The fact that less than half of gay couples in the U.S. are married further clouds the household income picture. A study published in 2014 by Spectrem, a suburban Chicago–based wealth management consulting firm, showed that among LGBT investors with at least $100,000 in investable assets, only 30 percent were married; 25 percent were living with a partner, 13 percent were in a legal domestic partnership, and 30 percent were single.
With changing social attitudes, more gay households will feel comfortable self-reporting, say wealth advisers. Also, compared with their baby boomer counterparts, gay Generation X and Millennial couples are more likely to have or plan to have children, according to the Prudential report. Therefore younger couples will probably have a greater need than boomers for advice on trusts and inheritance planning.
Another pot of gold at the end of the rainbow for RIAs: Gay clients tend to be loyal, referring others to their advisers via word of mouth. Having a solid stable of LGBT customers will act as a magnet to the rest of the community: 40 percent of respondents in the Spectrem study said that their financial adviser should have other LGBT clients.

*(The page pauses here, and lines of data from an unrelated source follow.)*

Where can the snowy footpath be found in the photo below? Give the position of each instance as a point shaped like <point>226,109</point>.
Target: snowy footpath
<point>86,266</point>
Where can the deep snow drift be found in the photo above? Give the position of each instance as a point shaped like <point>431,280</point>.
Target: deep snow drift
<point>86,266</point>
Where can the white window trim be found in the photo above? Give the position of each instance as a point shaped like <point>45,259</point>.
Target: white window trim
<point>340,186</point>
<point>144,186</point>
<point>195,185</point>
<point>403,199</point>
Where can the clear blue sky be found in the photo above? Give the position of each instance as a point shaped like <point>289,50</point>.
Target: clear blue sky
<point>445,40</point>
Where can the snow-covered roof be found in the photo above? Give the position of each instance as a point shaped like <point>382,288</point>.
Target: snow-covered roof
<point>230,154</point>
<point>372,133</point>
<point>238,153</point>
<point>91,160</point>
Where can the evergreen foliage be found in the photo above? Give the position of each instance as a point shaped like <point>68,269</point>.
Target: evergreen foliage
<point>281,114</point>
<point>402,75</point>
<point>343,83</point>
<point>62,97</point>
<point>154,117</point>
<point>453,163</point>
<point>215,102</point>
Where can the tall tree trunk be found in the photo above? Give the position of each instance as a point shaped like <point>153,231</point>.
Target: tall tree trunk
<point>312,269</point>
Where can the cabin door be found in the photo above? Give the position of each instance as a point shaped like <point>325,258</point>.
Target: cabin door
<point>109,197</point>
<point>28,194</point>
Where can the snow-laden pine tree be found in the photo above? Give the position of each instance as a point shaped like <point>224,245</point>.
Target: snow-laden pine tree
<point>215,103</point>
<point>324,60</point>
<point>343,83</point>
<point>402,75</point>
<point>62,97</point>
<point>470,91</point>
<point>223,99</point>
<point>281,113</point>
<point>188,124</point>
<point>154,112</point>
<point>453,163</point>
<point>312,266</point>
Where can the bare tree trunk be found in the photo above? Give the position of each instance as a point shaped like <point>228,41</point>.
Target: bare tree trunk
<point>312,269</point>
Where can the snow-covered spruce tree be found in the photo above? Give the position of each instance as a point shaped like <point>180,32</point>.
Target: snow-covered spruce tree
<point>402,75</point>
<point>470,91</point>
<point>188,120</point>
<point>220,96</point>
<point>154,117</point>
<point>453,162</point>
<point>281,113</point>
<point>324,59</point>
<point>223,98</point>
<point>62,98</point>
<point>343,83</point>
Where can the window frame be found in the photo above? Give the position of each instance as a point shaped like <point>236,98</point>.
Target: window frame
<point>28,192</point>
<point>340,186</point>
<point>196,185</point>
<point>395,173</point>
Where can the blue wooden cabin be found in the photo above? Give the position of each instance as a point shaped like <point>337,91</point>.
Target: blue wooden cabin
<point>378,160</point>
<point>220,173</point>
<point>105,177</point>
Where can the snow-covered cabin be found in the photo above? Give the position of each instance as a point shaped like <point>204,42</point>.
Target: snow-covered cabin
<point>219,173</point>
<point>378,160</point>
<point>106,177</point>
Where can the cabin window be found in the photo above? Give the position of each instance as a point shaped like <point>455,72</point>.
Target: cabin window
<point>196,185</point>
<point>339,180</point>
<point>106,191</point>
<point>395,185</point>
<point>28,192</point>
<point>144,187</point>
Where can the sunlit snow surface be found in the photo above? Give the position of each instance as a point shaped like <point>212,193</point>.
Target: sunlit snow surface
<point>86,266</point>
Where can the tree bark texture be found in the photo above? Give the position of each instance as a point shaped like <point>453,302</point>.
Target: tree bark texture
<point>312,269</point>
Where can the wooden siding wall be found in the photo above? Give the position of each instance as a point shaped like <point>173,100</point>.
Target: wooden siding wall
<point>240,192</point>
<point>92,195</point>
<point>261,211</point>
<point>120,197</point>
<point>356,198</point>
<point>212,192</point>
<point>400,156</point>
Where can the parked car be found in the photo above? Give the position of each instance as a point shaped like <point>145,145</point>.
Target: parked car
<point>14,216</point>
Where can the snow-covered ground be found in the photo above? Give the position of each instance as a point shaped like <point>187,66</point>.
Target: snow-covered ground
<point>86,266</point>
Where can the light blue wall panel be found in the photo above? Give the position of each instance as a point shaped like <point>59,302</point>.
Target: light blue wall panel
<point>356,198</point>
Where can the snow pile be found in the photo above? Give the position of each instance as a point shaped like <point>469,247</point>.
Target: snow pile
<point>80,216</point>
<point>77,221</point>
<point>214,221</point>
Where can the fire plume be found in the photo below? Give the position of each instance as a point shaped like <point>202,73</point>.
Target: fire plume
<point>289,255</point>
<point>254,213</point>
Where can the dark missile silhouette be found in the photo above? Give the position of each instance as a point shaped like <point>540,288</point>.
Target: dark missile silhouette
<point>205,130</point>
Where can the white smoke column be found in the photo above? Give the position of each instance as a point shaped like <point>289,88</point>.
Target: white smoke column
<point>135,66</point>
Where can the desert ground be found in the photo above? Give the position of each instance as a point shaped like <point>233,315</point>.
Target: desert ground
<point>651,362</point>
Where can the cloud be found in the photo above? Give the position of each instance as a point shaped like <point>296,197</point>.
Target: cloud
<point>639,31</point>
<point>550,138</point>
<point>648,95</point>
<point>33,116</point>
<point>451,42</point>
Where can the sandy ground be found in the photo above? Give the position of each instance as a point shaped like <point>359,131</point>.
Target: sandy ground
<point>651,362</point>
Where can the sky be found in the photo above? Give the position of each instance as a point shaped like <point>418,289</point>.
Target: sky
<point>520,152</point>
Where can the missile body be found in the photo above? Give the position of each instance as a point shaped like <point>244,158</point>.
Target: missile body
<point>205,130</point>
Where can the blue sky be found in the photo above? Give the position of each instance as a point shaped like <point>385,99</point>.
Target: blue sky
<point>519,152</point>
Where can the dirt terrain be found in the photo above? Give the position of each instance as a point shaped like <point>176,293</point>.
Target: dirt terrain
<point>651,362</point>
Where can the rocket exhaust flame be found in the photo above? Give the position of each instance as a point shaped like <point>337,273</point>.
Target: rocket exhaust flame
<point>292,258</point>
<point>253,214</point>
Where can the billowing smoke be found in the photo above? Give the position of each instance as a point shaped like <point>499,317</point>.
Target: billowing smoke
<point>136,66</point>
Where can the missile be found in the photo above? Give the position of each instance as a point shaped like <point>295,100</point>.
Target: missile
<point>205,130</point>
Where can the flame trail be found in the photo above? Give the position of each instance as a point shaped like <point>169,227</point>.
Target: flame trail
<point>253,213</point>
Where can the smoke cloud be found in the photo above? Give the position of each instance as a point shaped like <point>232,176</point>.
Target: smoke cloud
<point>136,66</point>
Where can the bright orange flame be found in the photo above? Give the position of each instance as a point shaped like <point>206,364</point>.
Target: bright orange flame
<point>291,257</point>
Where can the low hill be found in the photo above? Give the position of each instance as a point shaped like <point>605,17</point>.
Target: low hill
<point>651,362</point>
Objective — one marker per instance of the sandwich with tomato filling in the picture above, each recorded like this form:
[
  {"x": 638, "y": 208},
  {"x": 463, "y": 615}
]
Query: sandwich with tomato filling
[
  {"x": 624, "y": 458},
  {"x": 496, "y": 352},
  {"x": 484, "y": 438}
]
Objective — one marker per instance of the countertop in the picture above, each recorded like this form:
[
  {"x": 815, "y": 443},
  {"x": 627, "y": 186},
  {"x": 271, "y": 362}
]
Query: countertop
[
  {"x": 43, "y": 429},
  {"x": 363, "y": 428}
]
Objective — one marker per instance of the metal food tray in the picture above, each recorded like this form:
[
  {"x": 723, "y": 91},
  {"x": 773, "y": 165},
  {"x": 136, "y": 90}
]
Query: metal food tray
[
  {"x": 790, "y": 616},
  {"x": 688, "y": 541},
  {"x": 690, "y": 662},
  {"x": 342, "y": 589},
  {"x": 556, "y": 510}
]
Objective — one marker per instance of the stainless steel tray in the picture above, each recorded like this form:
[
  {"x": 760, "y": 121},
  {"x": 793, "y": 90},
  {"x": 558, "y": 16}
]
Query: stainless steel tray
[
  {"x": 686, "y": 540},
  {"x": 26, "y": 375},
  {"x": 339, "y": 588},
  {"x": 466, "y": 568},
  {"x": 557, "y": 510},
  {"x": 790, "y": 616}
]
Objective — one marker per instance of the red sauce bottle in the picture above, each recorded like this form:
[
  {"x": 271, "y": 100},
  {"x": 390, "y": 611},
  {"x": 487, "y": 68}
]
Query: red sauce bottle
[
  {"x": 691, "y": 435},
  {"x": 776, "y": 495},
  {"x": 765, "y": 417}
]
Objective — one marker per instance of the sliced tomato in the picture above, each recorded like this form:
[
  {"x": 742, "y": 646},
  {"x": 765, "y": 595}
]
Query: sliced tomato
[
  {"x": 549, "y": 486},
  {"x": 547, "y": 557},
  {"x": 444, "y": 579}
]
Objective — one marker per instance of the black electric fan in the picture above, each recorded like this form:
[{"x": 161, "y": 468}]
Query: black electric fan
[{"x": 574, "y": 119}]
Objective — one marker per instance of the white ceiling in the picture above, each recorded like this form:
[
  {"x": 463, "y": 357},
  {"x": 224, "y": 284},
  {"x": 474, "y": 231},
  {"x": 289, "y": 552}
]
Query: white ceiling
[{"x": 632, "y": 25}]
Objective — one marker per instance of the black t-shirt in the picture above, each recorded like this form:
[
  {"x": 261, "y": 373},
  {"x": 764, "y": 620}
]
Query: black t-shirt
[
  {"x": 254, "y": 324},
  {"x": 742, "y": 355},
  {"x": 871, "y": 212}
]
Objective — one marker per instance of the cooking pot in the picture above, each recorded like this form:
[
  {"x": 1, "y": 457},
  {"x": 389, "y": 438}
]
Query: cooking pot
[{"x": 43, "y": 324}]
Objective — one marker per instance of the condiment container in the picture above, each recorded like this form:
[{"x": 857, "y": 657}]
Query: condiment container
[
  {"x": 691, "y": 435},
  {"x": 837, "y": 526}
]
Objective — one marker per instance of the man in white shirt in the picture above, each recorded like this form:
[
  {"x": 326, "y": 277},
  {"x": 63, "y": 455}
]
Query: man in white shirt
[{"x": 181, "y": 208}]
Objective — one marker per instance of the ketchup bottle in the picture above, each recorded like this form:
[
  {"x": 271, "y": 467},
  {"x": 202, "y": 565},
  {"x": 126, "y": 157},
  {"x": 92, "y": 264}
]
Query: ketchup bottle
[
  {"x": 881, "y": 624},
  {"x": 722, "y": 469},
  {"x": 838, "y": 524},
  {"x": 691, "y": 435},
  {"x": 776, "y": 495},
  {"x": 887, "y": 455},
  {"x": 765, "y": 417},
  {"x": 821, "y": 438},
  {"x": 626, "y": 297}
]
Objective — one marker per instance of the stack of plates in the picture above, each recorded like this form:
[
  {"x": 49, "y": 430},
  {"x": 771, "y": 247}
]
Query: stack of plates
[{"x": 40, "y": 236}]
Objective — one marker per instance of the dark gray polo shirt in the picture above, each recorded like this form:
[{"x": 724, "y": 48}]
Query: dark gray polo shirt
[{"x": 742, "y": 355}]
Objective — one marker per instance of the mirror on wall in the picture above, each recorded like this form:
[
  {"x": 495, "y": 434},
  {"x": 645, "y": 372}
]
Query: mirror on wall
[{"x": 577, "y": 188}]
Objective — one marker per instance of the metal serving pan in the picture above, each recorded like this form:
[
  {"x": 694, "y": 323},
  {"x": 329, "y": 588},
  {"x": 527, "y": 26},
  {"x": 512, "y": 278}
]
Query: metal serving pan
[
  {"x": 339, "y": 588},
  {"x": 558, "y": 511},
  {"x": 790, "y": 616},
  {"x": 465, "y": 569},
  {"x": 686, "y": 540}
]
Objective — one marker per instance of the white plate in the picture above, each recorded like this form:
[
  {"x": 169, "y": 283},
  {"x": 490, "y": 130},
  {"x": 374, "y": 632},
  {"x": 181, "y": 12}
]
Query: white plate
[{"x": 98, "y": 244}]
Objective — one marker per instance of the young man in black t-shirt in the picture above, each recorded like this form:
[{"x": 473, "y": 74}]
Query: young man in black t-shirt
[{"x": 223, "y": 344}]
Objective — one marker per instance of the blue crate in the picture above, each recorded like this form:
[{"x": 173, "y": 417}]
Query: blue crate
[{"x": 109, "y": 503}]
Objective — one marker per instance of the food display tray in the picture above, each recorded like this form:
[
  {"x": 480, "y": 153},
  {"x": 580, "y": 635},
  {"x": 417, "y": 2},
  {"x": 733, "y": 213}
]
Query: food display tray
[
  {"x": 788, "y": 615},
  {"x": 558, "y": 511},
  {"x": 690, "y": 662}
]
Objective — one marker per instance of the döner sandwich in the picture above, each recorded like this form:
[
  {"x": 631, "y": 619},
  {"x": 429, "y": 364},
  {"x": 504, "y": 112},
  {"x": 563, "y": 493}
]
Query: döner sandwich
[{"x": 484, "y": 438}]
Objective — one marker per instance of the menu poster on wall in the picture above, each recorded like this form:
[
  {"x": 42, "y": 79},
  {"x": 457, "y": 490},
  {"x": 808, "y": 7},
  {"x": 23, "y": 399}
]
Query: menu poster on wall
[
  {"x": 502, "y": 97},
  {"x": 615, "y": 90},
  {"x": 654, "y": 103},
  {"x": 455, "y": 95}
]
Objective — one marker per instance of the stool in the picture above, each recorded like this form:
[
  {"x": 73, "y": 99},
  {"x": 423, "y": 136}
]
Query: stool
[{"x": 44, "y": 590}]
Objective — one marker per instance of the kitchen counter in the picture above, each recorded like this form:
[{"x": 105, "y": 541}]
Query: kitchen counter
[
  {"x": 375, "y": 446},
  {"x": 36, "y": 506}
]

After entering wealth management in June 2002, Vector’s Rowland called on some of his old neighbors and friends from his youth in Manhattan’s West Village, known for its gay community and as the home of the Stonewall riots, the 1969 event that catalyzed the gay rights movement in the U.S. Eventually, his gay clients began sending their friends his way. Now the LGBT community accounts for about half of his clientele.
From retirement to intergenerational wealth transfer, gay and straight wealth management clients share many of the same concerns. When it comes to federal regulation of matters like estate taxes and pension portability, married is married. For gay families, this new reality has cut back on paperwork: In states that didn’t recognize same-sex marriage, couples previously had to file separate tax returns for every state in which they held financial assets.
RIAs can provide targeted advice to LGBT couples on issues especially relevant to them, such as surrogacy and second-parent adoption, whereby people legally adopt their partner’s children. Inheritance battles have emerged in court in the 35 states that don’t recognize second-parent adoption. Although gay marriage is officially legal throughout the U.S., “as the case with [county clerk] Kim Davis in Kentucky shows, there’s a difference between having laws promulgated and having them enacted,” Rowland says.
In its June decision the Supreme Court ruled that the Equal Protection Clause of the 14th Amendment means that marriage freedom applies to same-sex couples, granting them the same access to financial privileges as their straight peers. But as long as some continue to disparage the so-called gay lifestyle, LGBT-controlled wealth will remain subject to dispute. The recent ruling gives gay couples a firmer legal base, but “for full equality we have a long way to go,” Rowland says.